NOTE – The SET DEFINE OFF is important given the embedded ampersand characters. The OCP_APIM_SUBSCRIPTION_KEY value needs to have whatever is relevant for your subscription as well. You may need to set up ACLs for the user running this code – Tim and Lucas cover that in their articles.

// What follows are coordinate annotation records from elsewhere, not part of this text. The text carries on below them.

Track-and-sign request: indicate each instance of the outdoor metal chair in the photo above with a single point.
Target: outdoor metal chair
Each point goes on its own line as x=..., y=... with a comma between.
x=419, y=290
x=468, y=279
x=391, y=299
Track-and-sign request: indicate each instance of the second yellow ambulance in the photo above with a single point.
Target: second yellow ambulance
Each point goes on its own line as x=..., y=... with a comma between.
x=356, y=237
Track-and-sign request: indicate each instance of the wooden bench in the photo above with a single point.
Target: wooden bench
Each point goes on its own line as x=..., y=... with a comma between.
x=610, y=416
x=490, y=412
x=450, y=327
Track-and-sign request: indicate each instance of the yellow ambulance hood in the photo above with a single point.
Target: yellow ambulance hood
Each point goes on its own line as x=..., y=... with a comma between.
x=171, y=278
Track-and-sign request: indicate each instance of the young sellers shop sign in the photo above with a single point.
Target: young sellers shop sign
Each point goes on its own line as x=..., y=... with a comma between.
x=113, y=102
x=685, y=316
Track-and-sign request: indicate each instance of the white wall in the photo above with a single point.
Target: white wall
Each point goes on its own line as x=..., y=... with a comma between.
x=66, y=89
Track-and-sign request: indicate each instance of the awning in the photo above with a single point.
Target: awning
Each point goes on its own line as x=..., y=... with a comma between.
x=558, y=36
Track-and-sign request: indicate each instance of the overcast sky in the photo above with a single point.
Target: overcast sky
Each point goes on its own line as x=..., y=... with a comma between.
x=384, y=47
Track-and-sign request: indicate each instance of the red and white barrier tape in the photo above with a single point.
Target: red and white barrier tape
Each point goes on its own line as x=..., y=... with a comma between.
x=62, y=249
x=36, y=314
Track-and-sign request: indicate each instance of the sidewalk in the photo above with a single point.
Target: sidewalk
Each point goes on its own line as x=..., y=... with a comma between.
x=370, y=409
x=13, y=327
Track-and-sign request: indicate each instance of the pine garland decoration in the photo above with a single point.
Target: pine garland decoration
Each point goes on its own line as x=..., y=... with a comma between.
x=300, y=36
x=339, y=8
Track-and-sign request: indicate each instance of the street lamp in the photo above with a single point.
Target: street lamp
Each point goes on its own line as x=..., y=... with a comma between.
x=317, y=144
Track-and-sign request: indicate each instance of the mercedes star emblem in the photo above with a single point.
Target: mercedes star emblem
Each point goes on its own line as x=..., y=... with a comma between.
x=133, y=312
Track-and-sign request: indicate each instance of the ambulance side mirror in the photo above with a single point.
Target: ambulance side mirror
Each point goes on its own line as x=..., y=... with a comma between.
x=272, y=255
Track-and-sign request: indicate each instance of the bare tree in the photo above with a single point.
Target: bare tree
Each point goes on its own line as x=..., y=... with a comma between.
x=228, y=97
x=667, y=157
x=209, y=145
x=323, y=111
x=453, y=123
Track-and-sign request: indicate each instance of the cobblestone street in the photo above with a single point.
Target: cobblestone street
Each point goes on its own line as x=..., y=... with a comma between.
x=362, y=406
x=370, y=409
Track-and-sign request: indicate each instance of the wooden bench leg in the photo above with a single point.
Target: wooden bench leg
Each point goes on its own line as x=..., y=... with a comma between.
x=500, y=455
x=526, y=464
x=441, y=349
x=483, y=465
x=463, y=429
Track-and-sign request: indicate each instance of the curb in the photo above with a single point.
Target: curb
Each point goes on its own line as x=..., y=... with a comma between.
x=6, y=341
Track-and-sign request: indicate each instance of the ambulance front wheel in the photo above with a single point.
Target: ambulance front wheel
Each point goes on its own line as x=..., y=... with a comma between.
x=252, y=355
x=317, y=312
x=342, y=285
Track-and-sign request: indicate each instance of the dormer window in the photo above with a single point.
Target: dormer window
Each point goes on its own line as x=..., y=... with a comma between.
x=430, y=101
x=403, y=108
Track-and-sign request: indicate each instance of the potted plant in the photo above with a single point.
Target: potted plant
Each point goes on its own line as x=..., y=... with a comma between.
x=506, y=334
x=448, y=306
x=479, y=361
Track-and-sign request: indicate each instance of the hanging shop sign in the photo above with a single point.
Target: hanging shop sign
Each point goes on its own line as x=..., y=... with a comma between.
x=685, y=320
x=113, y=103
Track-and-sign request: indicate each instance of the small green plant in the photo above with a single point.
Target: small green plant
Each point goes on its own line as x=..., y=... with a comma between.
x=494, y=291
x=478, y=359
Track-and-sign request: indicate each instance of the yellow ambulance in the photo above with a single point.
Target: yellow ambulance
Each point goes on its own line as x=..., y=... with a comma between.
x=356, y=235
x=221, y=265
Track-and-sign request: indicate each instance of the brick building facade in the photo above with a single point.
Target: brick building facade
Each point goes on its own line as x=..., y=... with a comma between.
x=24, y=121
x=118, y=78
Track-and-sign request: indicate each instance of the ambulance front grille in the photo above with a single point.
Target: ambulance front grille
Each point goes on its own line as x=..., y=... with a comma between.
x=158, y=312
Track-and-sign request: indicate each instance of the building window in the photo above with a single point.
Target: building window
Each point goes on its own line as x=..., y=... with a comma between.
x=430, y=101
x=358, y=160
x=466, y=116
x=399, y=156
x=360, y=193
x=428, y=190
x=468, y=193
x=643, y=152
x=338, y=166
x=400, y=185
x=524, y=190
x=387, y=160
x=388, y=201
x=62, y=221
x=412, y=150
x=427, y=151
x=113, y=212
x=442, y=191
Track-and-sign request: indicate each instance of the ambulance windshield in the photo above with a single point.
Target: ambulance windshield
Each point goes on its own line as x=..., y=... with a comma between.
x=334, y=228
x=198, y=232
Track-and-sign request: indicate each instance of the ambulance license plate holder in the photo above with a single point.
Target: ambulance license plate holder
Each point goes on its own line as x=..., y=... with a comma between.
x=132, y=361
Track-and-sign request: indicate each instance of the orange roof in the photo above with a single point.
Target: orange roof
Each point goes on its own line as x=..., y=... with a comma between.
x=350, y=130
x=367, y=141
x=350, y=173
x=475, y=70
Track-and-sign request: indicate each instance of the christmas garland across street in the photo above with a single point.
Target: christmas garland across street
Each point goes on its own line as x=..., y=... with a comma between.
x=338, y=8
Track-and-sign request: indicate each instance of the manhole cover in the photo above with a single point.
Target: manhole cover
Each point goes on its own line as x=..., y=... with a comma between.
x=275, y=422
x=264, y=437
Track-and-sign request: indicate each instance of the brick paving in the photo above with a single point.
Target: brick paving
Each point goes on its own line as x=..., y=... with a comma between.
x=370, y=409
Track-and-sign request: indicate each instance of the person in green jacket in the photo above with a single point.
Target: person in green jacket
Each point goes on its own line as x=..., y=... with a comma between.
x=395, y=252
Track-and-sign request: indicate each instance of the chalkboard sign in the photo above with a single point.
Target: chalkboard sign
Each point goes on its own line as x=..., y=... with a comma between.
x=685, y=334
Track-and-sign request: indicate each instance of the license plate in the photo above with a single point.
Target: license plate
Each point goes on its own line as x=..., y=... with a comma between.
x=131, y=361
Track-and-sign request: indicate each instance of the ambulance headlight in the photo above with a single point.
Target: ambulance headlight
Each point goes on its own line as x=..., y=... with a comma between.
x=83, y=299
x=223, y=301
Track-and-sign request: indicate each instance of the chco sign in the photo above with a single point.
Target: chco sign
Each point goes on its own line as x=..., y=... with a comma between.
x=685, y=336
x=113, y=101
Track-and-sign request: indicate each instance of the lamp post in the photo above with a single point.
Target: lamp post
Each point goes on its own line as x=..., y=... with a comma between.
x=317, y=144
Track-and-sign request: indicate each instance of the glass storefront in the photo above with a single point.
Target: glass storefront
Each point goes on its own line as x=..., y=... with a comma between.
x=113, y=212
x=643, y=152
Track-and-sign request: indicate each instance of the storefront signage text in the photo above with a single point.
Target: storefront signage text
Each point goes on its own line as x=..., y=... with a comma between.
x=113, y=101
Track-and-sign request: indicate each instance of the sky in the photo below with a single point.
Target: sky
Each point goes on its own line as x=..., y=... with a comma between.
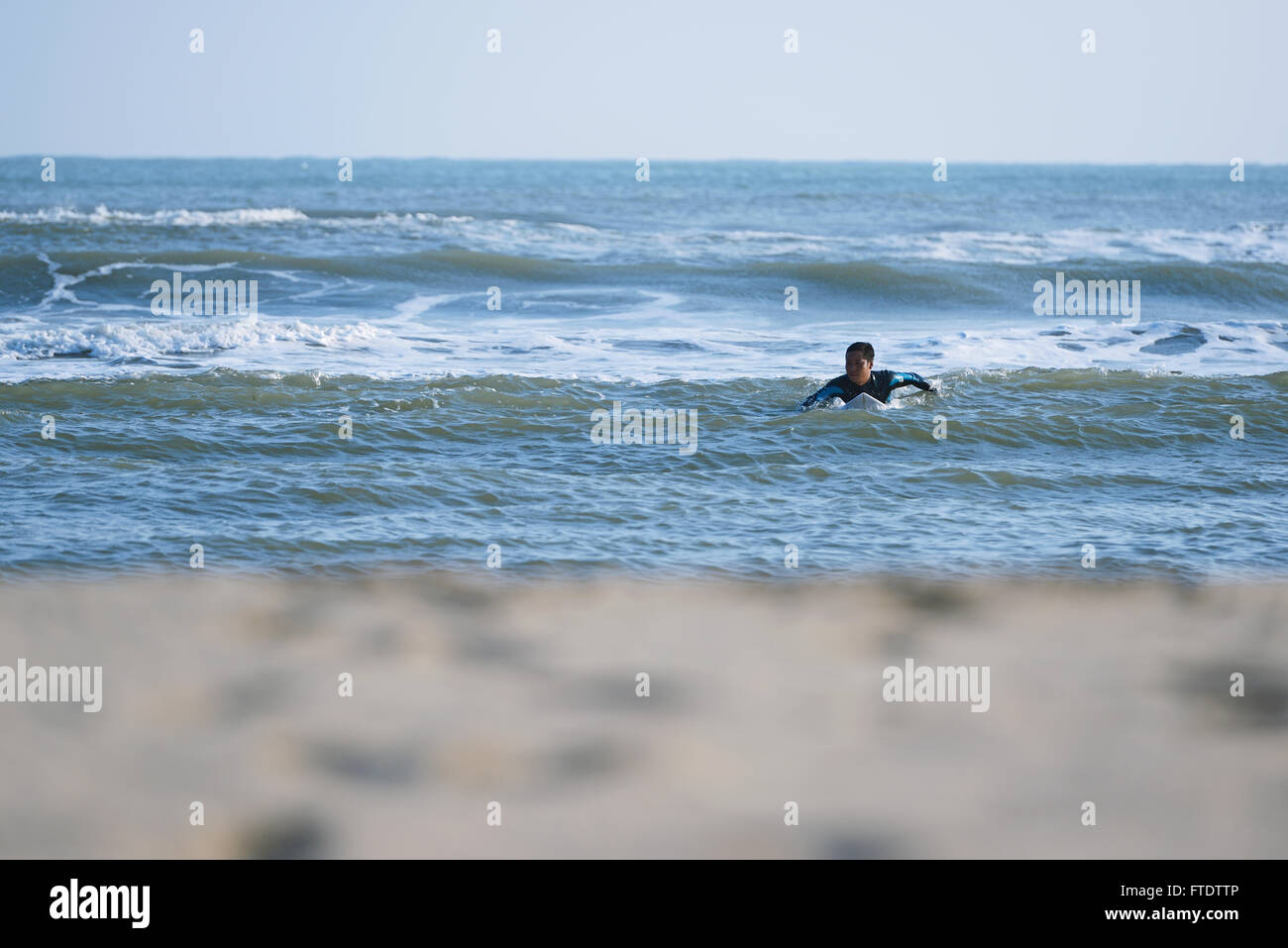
x=1170, y=82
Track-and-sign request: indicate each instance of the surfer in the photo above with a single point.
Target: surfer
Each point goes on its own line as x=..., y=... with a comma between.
x=859, y=378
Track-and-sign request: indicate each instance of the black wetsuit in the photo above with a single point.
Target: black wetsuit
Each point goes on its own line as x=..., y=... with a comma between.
x=879, y=385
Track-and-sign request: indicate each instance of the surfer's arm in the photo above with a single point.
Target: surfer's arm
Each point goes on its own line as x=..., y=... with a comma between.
x=901, y=378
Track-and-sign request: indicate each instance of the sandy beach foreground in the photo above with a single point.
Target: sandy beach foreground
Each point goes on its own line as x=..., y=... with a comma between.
x=467, y=694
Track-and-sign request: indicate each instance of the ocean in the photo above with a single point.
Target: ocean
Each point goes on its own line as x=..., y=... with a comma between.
x=417, y=380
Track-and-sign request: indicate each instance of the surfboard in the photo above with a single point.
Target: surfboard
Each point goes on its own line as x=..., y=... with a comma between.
x=866, y=402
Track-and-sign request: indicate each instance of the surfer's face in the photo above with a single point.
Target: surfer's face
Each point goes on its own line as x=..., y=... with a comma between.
x=857, y=368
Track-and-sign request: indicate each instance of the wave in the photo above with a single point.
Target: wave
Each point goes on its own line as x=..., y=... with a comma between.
x=37, y=279
x=145, y=342
x=1252, y=241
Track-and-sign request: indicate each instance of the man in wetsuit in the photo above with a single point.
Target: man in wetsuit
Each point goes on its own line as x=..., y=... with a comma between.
x=859, y=378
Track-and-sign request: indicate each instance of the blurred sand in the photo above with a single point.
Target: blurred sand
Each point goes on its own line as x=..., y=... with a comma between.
x=226, y=690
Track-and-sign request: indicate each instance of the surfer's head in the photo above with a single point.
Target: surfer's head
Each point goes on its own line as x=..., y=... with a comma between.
x=858, y=363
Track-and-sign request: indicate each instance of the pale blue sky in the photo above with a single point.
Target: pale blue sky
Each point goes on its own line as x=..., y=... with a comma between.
x=970, y=81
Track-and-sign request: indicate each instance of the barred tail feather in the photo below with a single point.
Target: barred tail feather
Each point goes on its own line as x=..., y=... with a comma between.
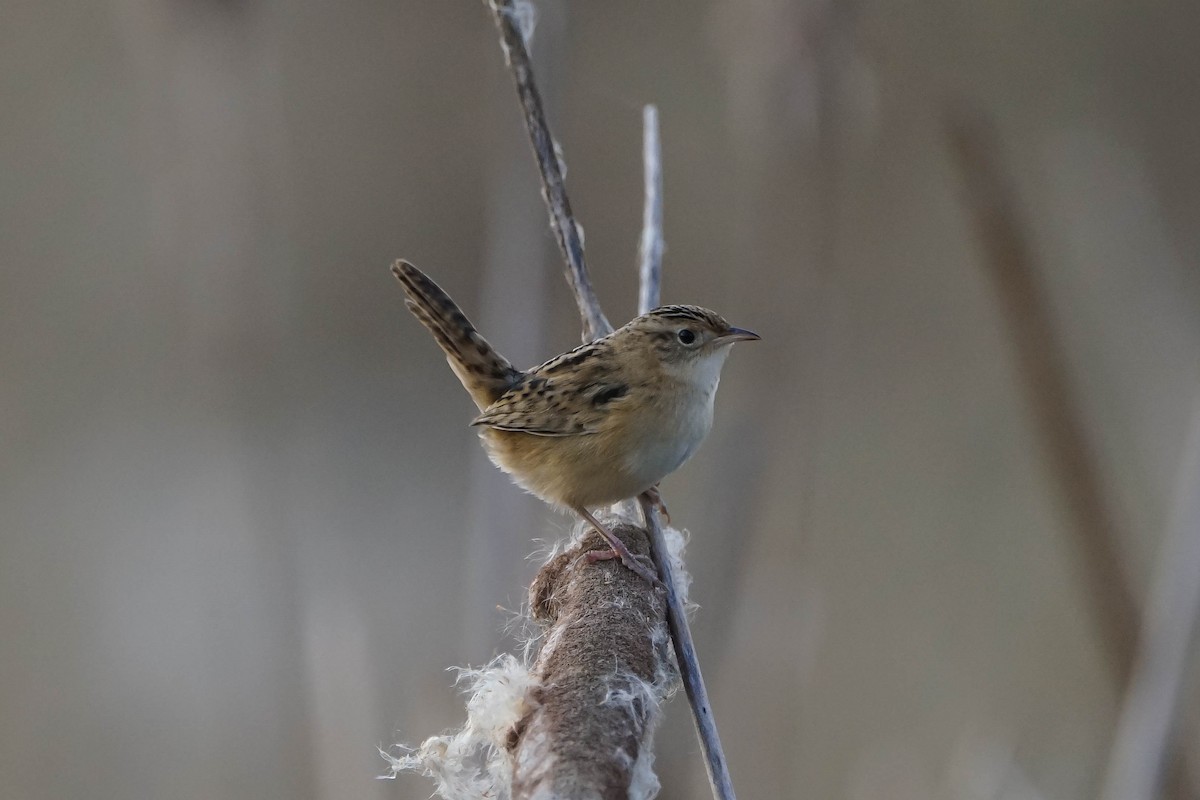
x=484, y=372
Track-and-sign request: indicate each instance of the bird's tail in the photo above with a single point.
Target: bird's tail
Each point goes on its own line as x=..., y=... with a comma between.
x=484, y=372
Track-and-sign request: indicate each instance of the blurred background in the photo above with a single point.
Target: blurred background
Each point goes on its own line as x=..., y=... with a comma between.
x=245, y=528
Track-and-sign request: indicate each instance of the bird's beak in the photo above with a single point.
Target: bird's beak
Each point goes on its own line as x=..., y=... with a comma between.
x=737, y=335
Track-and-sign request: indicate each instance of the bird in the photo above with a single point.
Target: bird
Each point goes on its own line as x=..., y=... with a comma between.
x=599, y=423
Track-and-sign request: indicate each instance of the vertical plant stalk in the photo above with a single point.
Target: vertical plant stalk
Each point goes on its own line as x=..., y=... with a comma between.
x=715, y=763
x=649, y=284
x=595, y=324
x=562, y=221
x=648, y=296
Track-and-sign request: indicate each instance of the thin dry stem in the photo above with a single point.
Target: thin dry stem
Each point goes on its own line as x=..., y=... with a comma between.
x=595, y=324
x=689, y=662
x=651, y=248
x=562, y=221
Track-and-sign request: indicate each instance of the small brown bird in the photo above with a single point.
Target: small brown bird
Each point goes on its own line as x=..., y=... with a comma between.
x=600, y=423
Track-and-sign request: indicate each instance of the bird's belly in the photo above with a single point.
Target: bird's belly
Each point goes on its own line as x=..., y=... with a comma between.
x=598, y=469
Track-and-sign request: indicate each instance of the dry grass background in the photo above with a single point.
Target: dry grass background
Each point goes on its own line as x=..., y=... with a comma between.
x=244, y=525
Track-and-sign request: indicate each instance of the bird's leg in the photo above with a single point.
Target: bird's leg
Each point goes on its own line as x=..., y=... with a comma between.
x=618, y=549
x=655, y=499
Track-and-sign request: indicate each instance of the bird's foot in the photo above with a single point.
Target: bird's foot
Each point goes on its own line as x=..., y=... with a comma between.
x=655, y=499
x=618, y=551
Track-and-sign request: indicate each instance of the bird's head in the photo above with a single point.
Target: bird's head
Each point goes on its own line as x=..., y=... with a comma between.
x=690, y=342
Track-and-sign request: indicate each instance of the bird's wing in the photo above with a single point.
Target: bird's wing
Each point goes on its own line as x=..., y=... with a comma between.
x=570, y=395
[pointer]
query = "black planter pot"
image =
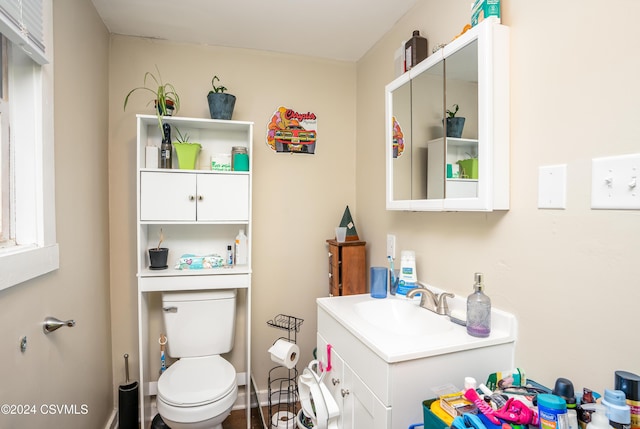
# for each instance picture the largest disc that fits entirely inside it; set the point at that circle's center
(455, 126)
(221, 105)
(158, 258)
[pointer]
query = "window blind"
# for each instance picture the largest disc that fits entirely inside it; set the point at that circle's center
(21, 22)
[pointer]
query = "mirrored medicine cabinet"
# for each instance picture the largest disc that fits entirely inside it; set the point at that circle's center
(430, 166)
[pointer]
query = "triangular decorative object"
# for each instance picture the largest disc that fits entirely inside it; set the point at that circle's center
(347, 221)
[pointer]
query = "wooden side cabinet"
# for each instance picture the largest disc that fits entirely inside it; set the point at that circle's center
(347, 268)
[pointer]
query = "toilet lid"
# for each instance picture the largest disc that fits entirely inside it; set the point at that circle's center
(196, 381)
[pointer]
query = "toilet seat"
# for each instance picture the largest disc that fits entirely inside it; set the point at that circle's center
(193, 382)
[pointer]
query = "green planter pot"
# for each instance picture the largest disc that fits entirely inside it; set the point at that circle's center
(187, 155)
(221, 105)
(455, 126)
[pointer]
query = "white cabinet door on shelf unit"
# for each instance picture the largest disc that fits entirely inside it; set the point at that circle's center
(187, 197)
(167, 196)
(223, 197)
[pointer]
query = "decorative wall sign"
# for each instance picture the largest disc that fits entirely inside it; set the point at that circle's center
(398, 138)
(292, 132)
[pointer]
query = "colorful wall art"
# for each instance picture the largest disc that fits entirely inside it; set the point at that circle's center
(290, 131)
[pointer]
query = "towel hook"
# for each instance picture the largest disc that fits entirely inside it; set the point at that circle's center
(51, 324)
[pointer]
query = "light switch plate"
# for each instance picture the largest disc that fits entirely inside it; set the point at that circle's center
(552, 187)
(615, 182)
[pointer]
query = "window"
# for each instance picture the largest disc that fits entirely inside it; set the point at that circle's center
(5, 178)
(28, 245)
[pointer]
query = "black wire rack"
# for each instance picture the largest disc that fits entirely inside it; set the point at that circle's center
(283, 382)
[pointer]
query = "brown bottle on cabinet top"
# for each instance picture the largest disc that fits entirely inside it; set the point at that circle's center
(415, 50)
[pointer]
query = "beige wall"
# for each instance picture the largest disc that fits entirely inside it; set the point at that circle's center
(569, 275)
(297, 199)
(72, 365)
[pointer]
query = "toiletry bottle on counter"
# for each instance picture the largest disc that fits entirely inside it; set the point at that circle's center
(478, 310)
(599, 419)
(617, 409)
(408, 277)
(166, 148)
(629, 383)
(241, 248)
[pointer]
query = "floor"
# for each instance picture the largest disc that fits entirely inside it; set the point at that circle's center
(237, 420)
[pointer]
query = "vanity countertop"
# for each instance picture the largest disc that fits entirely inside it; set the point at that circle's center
(397, 329)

Now to run the code, login to the database and run this to engage the wallet:

EXEC UTL_HTTP.set_wallet('file:/u01/app/oracle/admin/ORCL/wallet', NULL);

Create a test table with some Simplified Chinese in it:

create table test_chinese(chinese_text varchar2(200));
insert into test_chinese values('敏捷的棕色狐狸跳过了懒狗');
commit;

Now select the data out using the translate_text function and see what we get:

select chinese_text,translate_text(chinese_text,'zh-Hans','en') from test_chinese;

The returned translation is in JSON format but of course if you wanted you could extract the text element from it easily.

That’s it.

By Jeff

Leave a Reply

Your email address will not be published. Required fields are marked *

This site uses Akismet to reduce spam. Learn how your comment data is processed.